29th February 2008
When should "NOINDEX" mean "INDEX"?
Matt Cutts has stirred up a little hornets' nest with his "What should NOINDEX do?" post. Matt reckons the topic will be colossally boring to some people - but not to me. For some reason I find Robots standards fascinating. Yep, I know I'm weird.
The crux of Matt's issue is ...
The question is whether Google should completely drop a NOINDEX’ed page from our search results vs. show a reference to the page, or something in between?
The obvious response is to completely drop the NOINDEX'ed page. NOINDEX is made up of the two words NO and INDEX; so it means do not index, right?

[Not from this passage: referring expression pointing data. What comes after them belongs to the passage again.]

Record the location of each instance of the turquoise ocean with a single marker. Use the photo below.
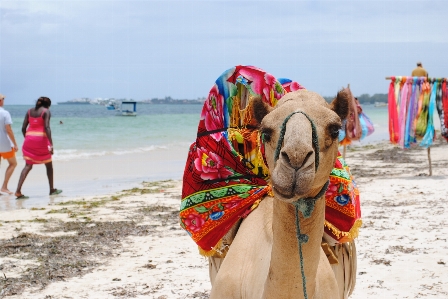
(98, 152)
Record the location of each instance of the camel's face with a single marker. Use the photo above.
(294, 174)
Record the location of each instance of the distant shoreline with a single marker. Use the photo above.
(179, 102)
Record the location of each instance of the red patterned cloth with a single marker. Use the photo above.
(225, 175)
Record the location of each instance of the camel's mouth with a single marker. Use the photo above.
(291, 184)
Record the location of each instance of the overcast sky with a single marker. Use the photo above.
(145, 49)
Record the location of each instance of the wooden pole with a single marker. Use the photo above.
(429, 160)
(344, 148)
(429, 149)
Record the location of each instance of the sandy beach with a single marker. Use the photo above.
(128, 244)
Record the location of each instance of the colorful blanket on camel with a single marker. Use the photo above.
(225, 174)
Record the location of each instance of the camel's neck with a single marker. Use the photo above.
(284, 272)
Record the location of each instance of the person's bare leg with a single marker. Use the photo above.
(49, 167)
(22, 178)
(12, 165)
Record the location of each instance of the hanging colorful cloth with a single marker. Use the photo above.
(409, 135)
(429, 135)
(353, 130)
(444, 119)
(393, 114)
(442, 107)
(225, 175)
(422, 121)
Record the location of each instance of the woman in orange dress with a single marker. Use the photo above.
(38, 145)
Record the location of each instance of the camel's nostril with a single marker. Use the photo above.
(296, 162)
(285, 157)
(306, 158)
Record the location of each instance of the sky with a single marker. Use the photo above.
(152, 49)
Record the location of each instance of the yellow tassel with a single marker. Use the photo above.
(213, 251)
(345, 236)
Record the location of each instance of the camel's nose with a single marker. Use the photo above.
(297, 159)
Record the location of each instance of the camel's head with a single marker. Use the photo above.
(292, 163)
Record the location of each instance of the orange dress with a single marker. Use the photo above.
(35, 148)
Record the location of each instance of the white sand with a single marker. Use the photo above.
(402, 247)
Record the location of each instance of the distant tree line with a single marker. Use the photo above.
(366, 98)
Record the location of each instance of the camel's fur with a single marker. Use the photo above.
(263, 260)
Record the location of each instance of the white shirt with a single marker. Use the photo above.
(5, 143)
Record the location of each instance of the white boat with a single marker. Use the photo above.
(380, 104)
(125, 111)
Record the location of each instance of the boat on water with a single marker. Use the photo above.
(380, 104)
(126, 108)
(111, 106)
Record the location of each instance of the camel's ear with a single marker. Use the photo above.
(340, 103)
(260, 109)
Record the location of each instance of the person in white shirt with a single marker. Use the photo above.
(8, 145)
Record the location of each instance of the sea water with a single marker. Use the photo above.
(97, 152)
(89, 131)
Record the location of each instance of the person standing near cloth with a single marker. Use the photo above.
(38, 145)
(8, 145)
(419, 71)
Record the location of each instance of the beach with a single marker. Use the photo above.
(128, 244)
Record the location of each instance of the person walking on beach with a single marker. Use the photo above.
(8, 145)
(419, 71)
(38, 145)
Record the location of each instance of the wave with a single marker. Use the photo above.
(72, 154)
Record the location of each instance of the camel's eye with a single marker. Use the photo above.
(266, 135)
(333, 130)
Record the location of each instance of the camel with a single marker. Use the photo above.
(264, 259)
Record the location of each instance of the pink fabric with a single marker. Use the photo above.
(35, 147)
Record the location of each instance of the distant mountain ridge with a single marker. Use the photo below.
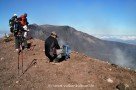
(114, 52)
(129, 39)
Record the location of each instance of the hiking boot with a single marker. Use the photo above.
(18, 51)
(56, 61)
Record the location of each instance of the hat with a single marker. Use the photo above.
(15, 15)
(54, 34)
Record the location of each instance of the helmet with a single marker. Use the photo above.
(54, 34)
(25, 14)
(15, 15)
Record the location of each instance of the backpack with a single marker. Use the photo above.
(11, 24)
(66, 51)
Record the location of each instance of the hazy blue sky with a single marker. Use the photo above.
(116, 17)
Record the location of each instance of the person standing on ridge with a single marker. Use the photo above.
(51, 44)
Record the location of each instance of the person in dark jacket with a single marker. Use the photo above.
(51, 44)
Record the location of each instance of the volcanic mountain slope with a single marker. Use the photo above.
(114, 52)
(80, 72)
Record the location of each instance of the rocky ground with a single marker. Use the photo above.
(80, 72)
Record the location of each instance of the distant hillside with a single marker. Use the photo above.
(80, 72)
(114, 52)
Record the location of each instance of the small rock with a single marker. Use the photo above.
(122, 86)
(2, 58)
(17, 81)
(109, 80)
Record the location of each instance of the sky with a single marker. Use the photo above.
(111, 17)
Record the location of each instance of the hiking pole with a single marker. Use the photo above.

Maybe not. It's important to be precise here. What exactly does NOINDEX mean?
Often when talking about indexing issues, it's useful to separate in your mind the indexing of a URL from the indexing of the content at that URL. This concept is particularly important in the contexts of URL canonicalization, duplicate content and ... robots standards. I'll restrict this discussion to the NOINDEX part of the robots standards, but an equally interesting discussion exists around robots.txt too.
Once we separate URL and content, the question "What exactly does NOINDEX mean?" can be answered in several ways:
1) Index the URL but not the content
2) Don't index the URL or the content
3) (Somehow, not sure how!) index the content but not the URL
One thing is for sure ... it does not mean index both the content and the URL. :D
In my opinion NOINDEX should definitely mean "Don't index the content". Definitely. No question.
The question of whether it should mean "Don't index the URL" is an interesting one. There are arguments both ways. In my experience, however, there are many, many different examples of when it should mean "Don't index the URL". In these instances, if the URL was indexed, it would result in something bad happening either for searchers, or the site owner, or both. Therefore, generally, I think it should mean "Don't index the URL".
However, there is one specific case where I think it would be acceptable to index the URL, and which would give benefit to both searchers and site owners (very often). That specific case is when the URL is the home page of the site.
Taking the three "problem" URLs cited by Matt in his post:
If high-profile sites like
aren’t showing up in Google because of the NOINDEX meta tag, that’s bad for users
These three URLs are all actually home pages. The second and third URLs are obviously so. The first URL is the result of a couple of 302 redirects:
- http://www.police.go.kr/ is a 302 to http://www.police.go.kr/index.jsp
- http://www.police.go.kr/index.jsp is a 302 to http://www.police.go.kr/main/index.do
This makes http://www.police.go.kr/main/index.do the home page of the site. The way Google works (correctly IMO) is that a redirect from "/" to a deeper page on a site would normally result in the content of that deeper URL being indexed under "/".
So, I think a reasonable middle ground, that satisfies the best interests of searchers, site owners and search engine, would be the following:
- Do not index the content.
- Do not link to the URL in the search results, unless the URL is a “home page” (/, or redirected to by /).
- If it is a home page with a NOINDEX tag, it’s OK to link to it in the SERPs, but do not index the content; do not provide a snippet; and do not provide a cached copy. Treat it like a “partially indexed page”.